程王爺此舉被拱出,大失威望,為了對付燕翎,竟然不顧自己將下的前程性命,幸在燕翎在朝堂上一力承擔後果,才免去兵馬司兄弟們牢獄之苦,大家心中感激,等風波過去後,託人將燕翎請到明宴樓,燕翎十二歲上戰場,早就是邊關赫赫有名的少將軍,很有當年燕國公的風采,大家都很敬佩他。
燕翎此人,平日不苟言笑,在將士們面前卻不擺架子,什麼場合做什麼事,他門兒清。
這一夜就陪著大家喝酒,幾乎喝個酩酊大醉。
寒意紛至沓來,晚桂在夜色裡漂浮著一絲殘香。
雲卓攙著醉醺醺的燕翎回了府,如常朝書房邁去。
陳管家早就侯在杏花廳的穿堂門口,瞧見雲卓一行過來,立馬一腳將雲卓踹開,吩咐早侯在此處的兩名小廝,攙著人往明熙堂去了。
雲卓還暈乎乎的,陳管家一巴掌呼在他腦門,
“叫你不開竅,大晚上的,不讓夫人伺候世子爺,你伺候?”
雲卓也喝了兩杯,眼中醉紅,摸了摸發疼的腦仁,“以前也是我伺候...”
陳管家不想搭理這塊朽木,揹著手跟著去了,悄悄撥開一片樹枝,瞥見那兩名小廝將燕翎攙到月洞門口,將人扔下後掉頭就離開了。

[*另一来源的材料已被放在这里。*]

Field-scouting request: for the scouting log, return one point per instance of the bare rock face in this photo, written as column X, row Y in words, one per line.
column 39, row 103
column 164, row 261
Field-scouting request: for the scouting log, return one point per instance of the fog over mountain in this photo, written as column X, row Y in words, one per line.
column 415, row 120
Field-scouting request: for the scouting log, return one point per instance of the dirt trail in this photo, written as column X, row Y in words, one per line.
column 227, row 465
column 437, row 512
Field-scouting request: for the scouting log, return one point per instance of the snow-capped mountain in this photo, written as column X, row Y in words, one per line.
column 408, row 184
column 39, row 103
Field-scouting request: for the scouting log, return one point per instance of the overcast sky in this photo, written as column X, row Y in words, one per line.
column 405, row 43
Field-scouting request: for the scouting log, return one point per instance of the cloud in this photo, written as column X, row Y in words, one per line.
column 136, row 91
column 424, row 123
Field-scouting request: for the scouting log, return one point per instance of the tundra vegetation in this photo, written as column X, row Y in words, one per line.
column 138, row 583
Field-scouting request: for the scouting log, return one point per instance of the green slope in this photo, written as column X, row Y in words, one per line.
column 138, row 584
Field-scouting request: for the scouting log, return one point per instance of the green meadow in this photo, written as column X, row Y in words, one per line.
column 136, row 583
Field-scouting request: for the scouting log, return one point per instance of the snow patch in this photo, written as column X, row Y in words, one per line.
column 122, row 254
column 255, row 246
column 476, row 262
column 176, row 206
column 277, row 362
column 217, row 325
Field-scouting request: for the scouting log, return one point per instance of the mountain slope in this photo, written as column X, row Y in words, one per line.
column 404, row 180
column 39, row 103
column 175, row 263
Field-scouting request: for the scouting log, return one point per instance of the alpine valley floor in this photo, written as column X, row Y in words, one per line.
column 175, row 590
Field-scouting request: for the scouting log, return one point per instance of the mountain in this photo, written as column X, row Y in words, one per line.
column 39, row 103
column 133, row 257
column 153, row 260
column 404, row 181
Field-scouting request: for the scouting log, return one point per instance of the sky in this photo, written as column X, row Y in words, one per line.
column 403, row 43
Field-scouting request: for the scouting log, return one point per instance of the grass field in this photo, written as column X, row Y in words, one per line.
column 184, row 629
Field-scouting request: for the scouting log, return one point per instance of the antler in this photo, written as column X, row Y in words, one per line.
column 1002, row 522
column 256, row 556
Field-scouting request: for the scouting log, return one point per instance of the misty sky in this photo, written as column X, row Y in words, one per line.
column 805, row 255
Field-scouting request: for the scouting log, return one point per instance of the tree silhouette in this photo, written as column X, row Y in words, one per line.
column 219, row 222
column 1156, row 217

燕翎有個毛病,酒力並不好,若非必要場合,他不會喝得這麼兇,修長的身子撐在洞門下,形容比平日多了幾分松懶。
守門的婆子得了管家吩咐,並未聲張,只悄悄進去稟了寧晏。
寧晏睡得正香,迷迷糊糊睜開眼,
“你說什麼?”
榮嬤嬤語氣裡藏了幾分愉悅,悄聲道,“世子爺喝醉了,人就在門口倚著呢,老奴不敢去扶,怕惹世子爺不快,還是您親自去吧。”
燕翎不喜女人近身,這個毛病,陳管家已經交待下來了。
寧晏睡意頓失,木了一瞬,旋即二話不說起身,裹了一件外衫便匆匆往外走。
深秋的夜寒意侵骨,寧晏卻不覺得冷,滿腦子都是燕翎怎麼到這裡來了,莫不是醉狠了走錯了路。
繡花鞋輕巧地踩在廊廡,走路帶風,隱隱約約瞧見門口靠著一人,他將頭深埋在手臂下,雙手撐在月洞門上,似乎感應到一些動靜,迷茫地抬起眼,暈黃的燈芒在他臉上鍍了一層柔和的光,他冷雋的眉宇因醉意深重,褪去了往日的鋒利,對上寧晏的眸眼時,眼睫輕輕顫動了下。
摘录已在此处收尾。